A friend recently told me about one of her resolutions. Not for the new year—we were well into March—but a certain habit had gotten under her skin. "I've decided that when someone says,'Thank you,' I'm going to say, 'You're welcome.' It's a moral issue."

A moral issue? Really?

Yet, the more I think about what she said, the more I think she's onto something. Driving in my car, I hear NPR hosts thank each guest, and most respond with some version of "my pleasure," or the subvert the thanks with "no, thank you." We rarely hear the straightforward "you're welcome," and when we do, it usually comes from men.

It may seem like splitting hairs to make these distinctions between mannerisms that often come instinctually. There are issues of far greater importance in terms of how we live and what we say. But this remains an important point: Saying "you're welcome" is both an act of responsibility and hospitality that we who love God ought to embrace. It can be seen, in some circumstances, as the forgiveness of a debt.

Our landlord always sets aside our newspaper when my husband and I are out of town. It's a small but kind gesture, and in our quid pro quo economy, he could ask something of us in return. But he does this small kindness with no aim for recourse. "Thank you so much," I said on returning from a recent trip to Lake Tahoe. "You're welcome," he replied. He could have said, "No problem," or, "It was nothing," or, "Of course," and I would have understood what he meant. But it wasn't nothing; he created value for me. And I am grateful.

This is what I mean when I say that saying "you're welcome" is an act of responsibility. When we add something of value to someone else's life—when we bless them (which, by the way, never needs to be hashtagged, but that's another post)—we bear some responsibility for our own actions. We have created good, and good is not created apart from the work of God. To say, "No problem," or, "It's nothing," is, in some way, to shirk our responsibility.

Interestingly, several versions of "you're welcome" in other languages—like de nada in Spanish and de rien in French—literally mean "it is nothing," or "of nothing." In my opinion, this is where language falters. (Even Emily Post agrees.) What we do for each other isn't nothing, it's the foundation of community.

I don't mean to suggest that every time we hold a door or pass the salt we need to put on a full display of Christian responsibility. There are times in which "no problem" is a perfectly acceptable response, because it really doesn't put us out too much to slide the salt across the table. But if we actually created or contributed something of value to another person, we should tell them they're welcome. Even if the tone strikes us as more formal than we'd normally like, we should try it anyhow. Sometimes these small disciplines can feel uncomfortable, but they're worth sticking with.

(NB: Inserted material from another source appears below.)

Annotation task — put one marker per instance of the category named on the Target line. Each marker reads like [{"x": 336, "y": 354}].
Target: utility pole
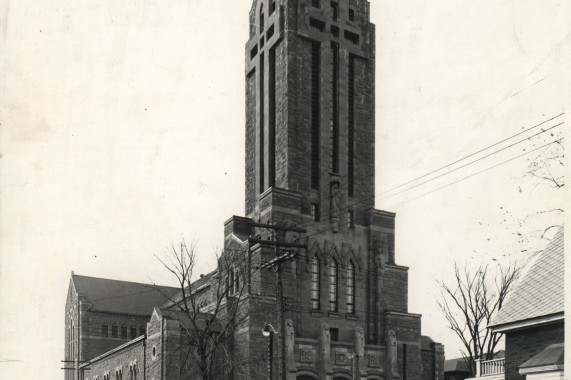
[{"x": 284, "y": 251}]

I wonder sometimes if women are less prone to saying "you're welcome"—even while people associate traits of welcoming and hospitality with women—because we think it makes us sound arrogant or somehow unfeminine.

A study published last year revealed that women were unlikely to take credit for their own accomplishments in mixed-gender groups. We fall pray to impostor syndrome (which Sharon Hodde Miller wrote about earlier this year), the fear that we aren't good enough and we must deflect any praise. So perhaps the exercise here isn't just saying "you're welcome," it's saying it around—or to—the men in our lives.

"You're welcome" is also a phrase of great hospitality. It responds to a relationship, which is always a balance of thanking and welcoming. Part of what we do, as Christians, is welcome each other. We are a welcoming people. We welcome the stranger in our midst (Deut. 10:19); welcome the least of these as if they were Jesus (Matt. 25); and we are to be welcomed ourselves (Acts 28).

When we say, "You're welcome," we are performing a small act of hospitality. Just as often as we welcome, we ought to thank. Saying "you're welcome" to someone you've helped can serve as a timely reminder that others have welcomed you.

There is a fluidity to thanking and welcoming that undergirds all relationships in which we sacrifice something of our own for the good of someone else. And that's a really, really good thing. A moral issue.